Meu rosto já estava praticamente normal. Na escola Wallace disse que o padrasto havia acreditado na história do roubo do carro, já havia achado e mandara consertar. Tudo estava se ajeitando do jeito que dava. Eu e meu pai começamos a trabalhar na sua velha motocicleta toda tarde depois que ele chegava do trabalho, provavelmente ele queria manter minha cabeça ocupada para que eu não saísse fazendo idiotices com meus amigos e acabasse espancado mais uma vez.

Passava das dez da noite. Eu havia acabado de tomar banho e mesmo assim não havia conseguido tirar toda a graxa das mãos. Não que eu entendesse qualquer coisa de mecânica, mas meu pai entendia e quando ele mandava eu fazer alguma coisa eu fazia. A vida seria bem mais fácil se a gente sempre tivesse alguém nos instruindo a fazer a coisa certa. Foi fácil dormir. Deitei e senti a cama me abraçando, afundei nos cobertores. Estava confortável o suficiente pra que o mundo fora daquela cama não existe. Apaguei.

Acordei com a boca seca. O relógio ao lado da cama marcava duas horas da manhã. O quarto era uma escuridão total. Eu queria muito ficar na cama mas parecia que minha garganta se rasgaria se eu não bebesse nada. Levantei devagar e fui em direção ao corredor igualmente escuro. Felizmente minha visão estava acostumada. Ruim mesmo foi quando eu acendi a luz do corredor para poder descer as escadas. A luz queimou meus olhos e por alguns segundos eu não consegui abri-los.

Eu estava me dirigindo pra cozinha quando quase como se o telefone tivesse sensor de movimento, ele tocou. O som metálico ecoou pela casa e pra ser bem sincero, me deu um puta susto.

— Alo? — Falei.
—...
— Vem cá, isso é hora de passar trote?
—...
— Tchau
— Ed!
— Quem é?
— S-ou e-u.

A voz estava falhada e fraca, mas reconheci.

— Wallace?
— Me a-ajuda.
— O que aconteceu?
— Me ajuda.
— Onde tu tá?
— Hotel Michigan
— Onde fica isso?
—...
— Wallace?

A linha estava muda.

Algo estava errado. Muito errado. Senti um nó na garganta. Peguei a lista telefônica que ficava na primeira gaveta do móvel do telefone. Pulei logo pra letra M. Procurei por uns três minutos até achar "Michigan Hotel". Disquei o mais rápido que pude.

— Este número encontra-se fora de serviço.

Disquei novamente, a mesma mensagem.

Junto com o número na lista telefônica havia um endereço. Rua Perrish, 131. Fui obrigado a procurar no mapa das últimas folhas, levei uns bons dez minutos até encontra-la. A rua perrish ficava rente à rodovia no sentido pra Porto Alegre, quase saindo da cidade. Peguei as chaves do carro na cozinha e fui até a garagem. Abri o portão e entrei dentro do quarto.

O que eu não contei até agora é que eu tinha muito medo de dirigir. Eu sabia, mas aquilo me apavorava. Um sentimento de nervosismo me dominava sempre que eu estava no volante, meu pai dizia que era questão de me acostumar. E foi meu pai que surgiu na frente do carro quando eu girei a chave. Vestia uma bermuda e tinha o cabelo bagunçado.

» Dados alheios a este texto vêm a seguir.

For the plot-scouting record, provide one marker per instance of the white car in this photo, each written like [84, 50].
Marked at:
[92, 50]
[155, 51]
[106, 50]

— O que tu tá fazendo Eduardo?
— Pai, eu preciso do carro — respondi pela janela, sem sair.
— Precisa pra que? Pelo amor de Deus. Volta pra cama.
— O Wallace precisa de mim pai.
— O Wallace tem família.
— Por favor? Tu confia em mim?
— Não faz esse jogo comigo.
— Tudo confia em mim, pai?
— Confio.
— Então me deixa ir ajudar.
— Tá bom. Tá bom. Vai.

Ele balançava a cabeça negativamente, mas saiu da frente do carro. Soltei a embreagem devagar e comecei a acelerar, saí da garagem e encontrei o chão de pedra.